Conference Schedule

Track one or two? Eeenie, meenie, miney, moe…

log in to bookmark.

Y’all Wanna Scrape with Us? Content Ain’t a Thing : Web Scraping With Our Favorite Python Libraries

A Talk presented by Katharine Jarmul

Time

Thursday, September 8th 3:30 p.m.–4:10 p.m.

Level

Experienced

Description

Love or hate them, the top python scraping libraries have some hidden gems and tricks that you can use to enhance, update and diversify your Django models.

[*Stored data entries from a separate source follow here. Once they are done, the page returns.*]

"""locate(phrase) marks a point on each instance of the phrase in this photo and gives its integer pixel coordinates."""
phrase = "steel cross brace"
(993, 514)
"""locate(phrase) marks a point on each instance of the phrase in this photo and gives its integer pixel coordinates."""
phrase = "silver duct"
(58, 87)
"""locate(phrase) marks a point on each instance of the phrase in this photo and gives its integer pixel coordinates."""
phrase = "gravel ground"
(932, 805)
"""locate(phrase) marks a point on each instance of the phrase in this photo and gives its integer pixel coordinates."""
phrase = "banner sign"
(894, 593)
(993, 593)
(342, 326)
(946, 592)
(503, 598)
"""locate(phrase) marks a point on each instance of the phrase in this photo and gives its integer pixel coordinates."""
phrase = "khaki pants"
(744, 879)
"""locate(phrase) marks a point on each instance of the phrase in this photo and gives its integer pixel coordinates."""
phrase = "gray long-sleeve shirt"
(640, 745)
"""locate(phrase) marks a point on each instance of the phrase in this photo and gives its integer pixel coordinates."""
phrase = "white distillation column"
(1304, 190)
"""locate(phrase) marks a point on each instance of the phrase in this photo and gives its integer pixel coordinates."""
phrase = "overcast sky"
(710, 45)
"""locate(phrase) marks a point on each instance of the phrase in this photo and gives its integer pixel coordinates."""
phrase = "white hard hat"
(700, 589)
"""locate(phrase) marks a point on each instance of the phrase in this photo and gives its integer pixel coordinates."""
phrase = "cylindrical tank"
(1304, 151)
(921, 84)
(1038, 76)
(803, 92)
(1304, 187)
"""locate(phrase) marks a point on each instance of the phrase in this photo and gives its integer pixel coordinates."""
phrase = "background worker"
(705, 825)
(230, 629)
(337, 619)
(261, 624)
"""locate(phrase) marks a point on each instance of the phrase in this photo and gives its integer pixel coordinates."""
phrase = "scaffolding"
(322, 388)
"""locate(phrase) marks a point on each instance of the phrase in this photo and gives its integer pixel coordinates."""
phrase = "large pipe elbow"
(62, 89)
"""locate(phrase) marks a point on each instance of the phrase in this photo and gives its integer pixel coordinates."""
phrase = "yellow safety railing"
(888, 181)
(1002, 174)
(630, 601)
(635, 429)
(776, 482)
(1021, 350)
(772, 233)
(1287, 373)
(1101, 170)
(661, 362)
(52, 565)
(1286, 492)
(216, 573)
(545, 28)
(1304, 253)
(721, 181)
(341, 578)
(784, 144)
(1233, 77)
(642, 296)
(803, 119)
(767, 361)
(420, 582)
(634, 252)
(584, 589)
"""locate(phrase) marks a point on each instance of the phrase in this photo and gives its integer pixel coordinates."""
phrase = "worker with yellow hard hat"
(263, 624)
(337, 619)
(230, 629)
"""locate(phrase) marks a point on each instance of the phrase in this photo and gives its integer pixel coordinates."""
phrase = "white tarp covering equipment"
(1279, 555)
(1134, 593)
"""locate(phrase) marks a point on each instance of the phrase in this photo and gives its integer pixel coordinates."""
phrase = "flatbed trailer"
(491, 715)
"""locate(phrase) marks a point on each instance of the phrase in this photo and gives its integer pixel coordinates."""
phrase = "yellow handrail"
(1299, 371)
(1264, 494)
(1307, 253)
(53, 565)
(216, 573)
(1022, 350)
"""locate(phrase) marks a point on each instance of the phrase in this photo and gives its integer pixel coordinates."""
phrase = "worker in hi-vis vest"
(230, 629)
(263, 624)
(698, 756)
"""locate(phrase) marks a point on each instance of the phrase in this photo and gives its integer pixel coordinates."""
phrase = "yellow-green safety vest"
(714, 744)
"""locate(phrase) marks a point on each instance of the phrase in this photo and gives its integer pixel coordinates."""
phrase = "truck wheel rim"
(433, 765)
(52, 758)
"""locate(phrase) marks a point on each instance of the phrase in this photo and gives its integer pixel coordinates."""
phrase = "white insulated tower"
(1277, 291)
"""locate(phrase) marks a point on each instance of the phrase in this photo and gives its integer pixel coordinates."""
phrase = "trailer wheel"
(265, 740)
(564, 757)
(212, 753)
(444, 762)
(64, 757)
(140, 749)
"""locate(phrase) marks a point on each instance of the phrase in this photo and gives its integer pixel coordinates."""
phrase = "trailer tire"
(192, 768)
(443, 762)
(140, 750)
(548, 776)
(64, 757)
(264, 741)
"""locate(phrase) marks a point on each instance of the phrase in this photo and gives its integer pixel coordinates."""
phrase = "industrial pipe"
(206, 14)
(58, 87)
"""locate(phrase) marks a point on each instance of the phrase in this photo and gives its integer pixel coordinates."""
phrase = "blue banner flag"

This talk will teach you more advanced techniques to aggregate content from RSS feeds, Twitter, Tumblr and normal old web sites for your Django projects.

Abstract

Outline


  • lxml fu: etree vs html
  • lxml faves: iterlinks, prev/next, strip_tags, linepos
  • incorporating xpath
  • building your xml views/templates with lxml (this bullet is optional: may not have time but would love to hear if folks might find this useful)
  • learning how to build a good JSON API handler: what you can learn from some amazing api handlers when you have to build your own
  • feedparser, HTMLParser, re: the quick & dirty ways to parse when LXML isn't fast enough

Why learn from me? I’ve utilized these libraries to help build high-scale Django applications for the Washington Post and USA TODAY, covering everything from neighborhood blog aggregators, election coverage, Katrina mapping and financial reporting.